After nearly six decades in business, Ono Hawaiian Food to close in August


KAPAHULU, OAHU (HawaiiNewsNow) - For nearly 60 years, if you were talking about one of the most popular places on Oahu to get Hawaiian food, you didn't have to look any further than the Ono Hawaiian Food restaurant on Kapahulu Avenue.
In a manner of weeks, that conversation will cease to be held. After more than a half-century, the company's owners say it's time to retire – and shut down the popular restaurant.
"This is kalua pig, roasted pulled pork. In the chili, in the poi... This is pork with taro top steam."
It's a speech Cynthia Oh Young has given thousands of times, recited each time she brought her popular menu items to a table of first timers. The restaurant opened in August of 1960, but will close this August after 57 years in business.
"A majority of us work long time, I'd say about 30, 40, even 50 years, so I guess it's time to retire," Oh Young said. "It comes to a time when we have to let go."
Cynthia and her camera-shy husband Clayton now run the family business, which was started by her mother-in-law, Sueko Oh Young, back in 1960. Because of it's location, it's not just popular with Hawaii residents, but also diners from far and wide.
"We very fortunate," Oh Young says. "We have a lot of customers and clientele from all over the world.
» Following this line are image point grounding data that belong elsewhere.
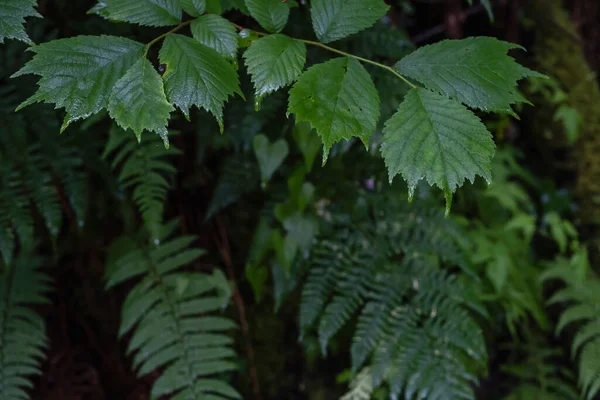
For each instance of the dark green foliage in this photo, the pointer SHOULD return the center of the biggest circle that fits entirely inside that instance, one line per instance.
(582, 296)
(167, 312)
(145, 170)
(22, 332)
(416, 327)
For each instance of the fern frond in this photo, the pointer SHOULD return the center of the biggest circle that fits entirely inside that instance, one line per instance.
(414, 319)
(169, 312)
(22, 331)
(361, 387)
(541, 375)
(240, 175)
(582, 293)
(145, 169)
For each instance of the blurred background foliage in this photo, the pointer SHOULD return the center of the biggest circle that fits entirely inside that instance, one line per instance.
(523, 251)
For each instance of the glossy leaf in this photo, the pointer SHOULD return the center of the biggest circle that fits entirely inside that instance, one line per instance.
(198, 7)
(435, 138)
(338, 98)
(138, 101)
(270, 14)
(142, 12)
(78, 74)
(274, 62)
(335, 19)
(197, 75)
(217, 33)
(475, 71)
(12, 18)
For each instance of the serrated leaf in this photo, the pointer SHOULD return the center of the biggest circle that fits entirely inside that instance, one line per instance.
(273, 62)
(435, 138)
(270, 14)
(12, 18)
(475, 71)
(78, 74)
(138, 101)
(270, 156)
(336, 19)
(195, 8)
(197, 75)
(142, 12)
(217, 33)
(338, 98)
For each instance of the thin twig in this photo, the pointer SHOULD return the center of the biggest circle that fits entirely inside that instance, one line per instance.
(225, 251)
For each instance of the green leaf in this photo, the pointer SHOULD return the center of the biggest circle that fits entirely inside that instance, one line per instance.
(475, 71)
(308, 143)
(78, 74)
(270, 14)
(217, 33)
(487, 6)
(269, 156)
(142, 12)
(197, 75)
(336, 19)
(138, 101)
(274, 62)
(12, 18)
(338, 98)
(438, 139)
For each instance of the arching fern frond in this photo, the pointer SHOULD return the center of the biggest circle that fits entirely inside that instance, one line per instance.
(22, 331)
(541, 374)
(582, 294)
(361, 387)
(170, 312)
(416, 330)
(145, 169)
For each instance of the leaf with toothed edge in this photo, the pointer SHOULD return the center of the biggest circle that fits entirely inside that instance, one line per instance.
(217, 33)
(78, 73)
(138, 101)
(197, 75)
(477, 71)
(270, 14)
(336, 19)
(12, 18)
(435, 138)
(273, 62)
(339, 99)
(142, 12)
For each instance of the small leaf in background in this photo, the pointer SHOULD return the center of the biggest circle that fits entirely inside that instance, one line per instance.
(12, 18)
(336, 19)
(561, 230)
(72, 78)
(138, 101)
(257, 275)
(476, 71)
(571, 120)
(270, 156)
(270, 14)
(339, 99)
(285, 249)
(435, 138)
(308, 143)
(143, 12)
(197, 75)
(488, 8)
(274, 62)
(217, 33)
(195, 8)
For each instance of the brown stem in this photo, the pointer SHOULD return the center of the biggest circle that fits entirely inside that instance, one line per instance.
(225, 251)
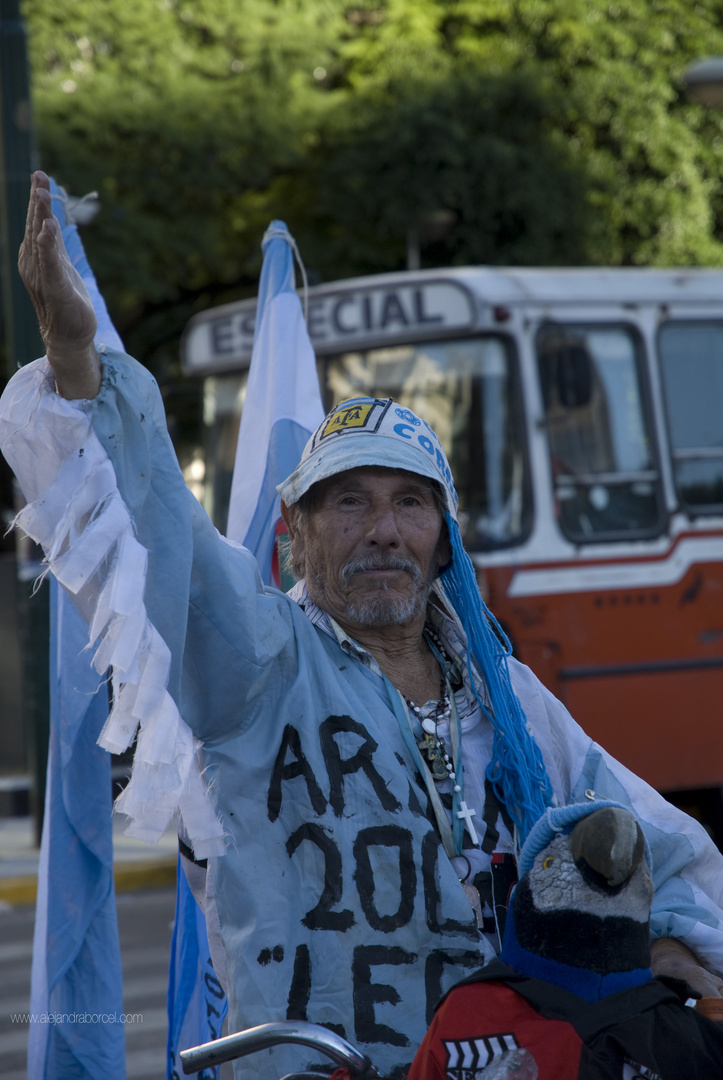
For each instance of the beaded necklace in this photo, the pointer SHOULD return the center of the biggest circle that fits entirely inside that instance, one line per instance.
(440, 764)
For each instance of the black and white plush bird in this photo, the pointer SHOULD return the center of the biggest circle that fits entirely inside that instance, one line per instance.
(572, 996)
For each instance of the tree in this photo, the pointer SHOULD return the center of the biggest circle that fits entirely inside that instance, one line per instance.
(549, 131)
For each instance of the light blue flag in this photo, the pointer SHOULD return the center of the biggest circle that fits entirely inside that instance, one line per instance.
(197, 1002)
(77, 991)
(282, 405)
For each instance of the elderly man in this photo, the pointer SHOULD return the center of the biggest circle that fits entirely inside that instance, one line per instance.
(372, 755)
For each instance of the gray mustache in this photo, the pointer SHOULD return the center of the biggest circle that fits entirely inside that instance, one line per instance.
(364, 563)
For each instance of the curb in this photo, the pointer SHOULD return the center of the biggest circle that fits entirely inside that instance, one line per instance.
(130, 877)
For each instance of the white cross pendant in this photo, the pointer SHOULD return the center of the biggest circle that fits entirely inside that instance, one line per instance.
(468, 813)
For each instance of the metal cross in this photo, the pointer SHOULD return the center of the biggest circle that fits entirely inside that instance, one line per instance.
(468, 813)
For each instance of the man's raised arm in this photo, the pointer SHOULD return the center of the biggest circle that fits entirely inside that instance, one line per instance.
(64, 308)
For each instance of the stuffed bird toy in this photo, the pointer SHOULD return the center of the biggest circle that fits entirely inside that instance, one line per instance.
(572, 996)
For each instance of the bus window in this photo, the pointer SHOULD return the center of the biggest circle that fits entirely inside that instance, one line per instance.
(468, 391)
(692, 367)
(606, 484)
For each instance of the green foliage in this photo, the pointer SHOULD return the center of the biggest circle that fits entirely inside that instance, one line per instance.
(547, 131)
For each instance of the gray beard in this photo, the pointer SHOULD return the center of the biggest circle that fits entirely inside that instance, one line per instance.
(387, 610)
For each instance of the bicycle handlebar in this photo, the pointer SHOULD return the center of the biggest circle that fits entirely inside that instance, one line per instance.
(272, 1035)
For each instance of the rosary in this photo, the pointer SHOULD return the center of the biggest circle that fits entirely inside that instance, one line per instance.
(432, 746)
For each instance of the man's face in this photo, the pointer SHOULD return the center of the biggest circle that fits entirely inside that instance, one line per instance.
(372, 545)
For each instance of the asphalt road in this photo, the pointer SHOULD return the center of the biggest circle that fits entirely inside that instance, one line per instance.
(145, 921)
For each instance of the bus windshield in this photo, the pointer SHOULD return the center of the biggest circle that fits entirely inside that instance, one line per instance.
(605, 478)
(467, 390)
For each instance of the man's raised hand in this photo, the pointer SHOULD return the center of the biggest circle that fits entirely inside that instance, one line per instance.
(65, 310)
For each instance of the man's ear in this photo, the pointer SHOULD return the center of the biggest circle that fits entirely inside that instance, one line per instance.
(297, 545)
(289, 518)
(443, 549)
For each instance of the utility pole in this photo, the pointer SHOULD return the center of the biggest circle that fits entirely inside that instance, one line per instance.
(22, 345)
From Russia, Germany, Canada, Australia, Japan, we so very lucky."
Jane Woolridge and her entire family ate at the restaurant several days ago for the very first time.
"It's is a very special place," Woolridge said. "It's family oriented."
Woolridge said she especially appreciated how each dish was explained to her, saying that it was "very kind to tell us all about the menu and the tastes we would experience, so we could choose from a menu we didn't know anything about."
Inside the small, cramped shop, above the red booths and nondescript tables and chairs, hundreds of photos of smiling diners cover nearly every inch of the walls. Kaleo Pascua, his wife and his daughter were among those who recently stopped by for lunch.
"I had the fried ahi with watercress," he said. "I going miss my salt meat – ho, my salt meat luau, that's my favorite. If you like taste the best Hawaiian food on the island, its right here, you know what I mean."
The prices have had to change over the years, but the menu has pretty much stayed the same – all family recipes.
"To me, it's the way aunty and uncle serve us li dat," Pascua said.
Cynthia says the closing date in August hasn't been decided yet, so there's still time for one last meal. And as for retiring?
"We all looking forward, and I'm so sorry folks, but that's the way it has to be," she says. "I'm so sorry."